In the interview, Radzi also commented on the challenges faced by the MOE in 2020 when the country faced the COVID-19 pandemic, requiring the ministry to make some decisions beyond expectations and norms.

He acknowledged that the biggest challenge in the early stages was how to ensure that teaching and learning (PdP) could continue in a pandemic environment that saw the country being placed under the Movement Control Order (MCO).

He said that the decisions taken by the government, including implementing the MCO from March 18, 2020, were based on its own strategy and methods as at that time; nobody in the world had experience in managing the COVID-19 pandemic.

“When the COVID-19 pandemic occurred, none of us had ever had such an experience; no one had ever dealt with a crisis of that size involving the education sector,” he said.

Similarly, at the ministry level, Radzi said his ministry decided to continue with the home-based teaching and learning (PdPR) method following the closure of schools as a result of the implementation of MCO, despite realising that there were constraints in terms of devices and internet access.

“‘Alhamdulillah’ (praise be to Allah) we managed to continue the PdPR method. It was different from face-to-face sessions at school but at least at that time we tried our best based on the constraints to find space so that children continue to have ‘attachment’ with school. We do not want children to lose touch with school. That was the biggest challenge at the early stage,” he recalled.

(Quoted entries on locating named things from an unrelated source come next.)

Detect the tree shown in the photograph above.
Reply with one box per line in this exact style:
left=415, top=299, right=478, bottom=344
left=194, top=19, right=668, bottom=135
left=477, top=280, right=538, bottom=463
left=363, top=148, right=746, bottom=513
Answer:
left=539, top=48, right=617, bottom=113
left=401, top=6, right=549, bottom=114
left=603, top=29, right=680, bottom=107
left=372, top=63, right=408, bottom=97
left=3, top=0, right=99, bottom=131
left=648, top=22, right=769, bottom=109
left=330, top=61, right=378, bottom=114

He said that his ministry also provided flexibility for teachers to choose whichever approach was appropriate for the students, who were from various socio-economic backgrounds.

Apart from that, he said that his ministry also created a special terrestrial Education TV channel, DidikTV KPM, to help students who do not have internet access or suitable devices.

Touching on the reopening of schools, Radzi said that the decision to reopen schools when the country was still facing a pandemic was made not just by simply pressing the ‘open’ button, instead it went through a long discussion process, by taking into account all views presented.

Despite receiving mixed reactions and sentiments, especially from parents and teachers, he said that all parties need not worry, because as long as the standard operating procedure (SOP) is complied with, the risk of COVID-19 transmission in schools can be reduced.

“The decision taken at the ministry level is not the decision of the minister. Many factors were taken into account and at the same time safety is one of the most important components. In the context of school reopening, we are open … but what we need to do, what is the best approach?

“We cannot satisfy everyone. I am here to make the decisions we believe are the best, based on the information, data and analysis that we have,” he said.

Sharing long-term plans, Radzi said that the ministry would focus on the implementation of the Digital Education Policy in ensuring students would not be left behind in the context of global competition.

He said that many countries are now seen to have started their education digitalisation plans early due to the current situation, which requires a fast-moving education system.

“We cannot be allowed to be left far behind. How do we want to maximise the available technology to ensure that this PdP can be implemented well. As for the focuses, one of the areas that we will emphasise is related to digital education. This is the way forward,” he said.

He said that the ministry also provided training and courses for teachers so that they would also be prepared to face changes in the education system in the future.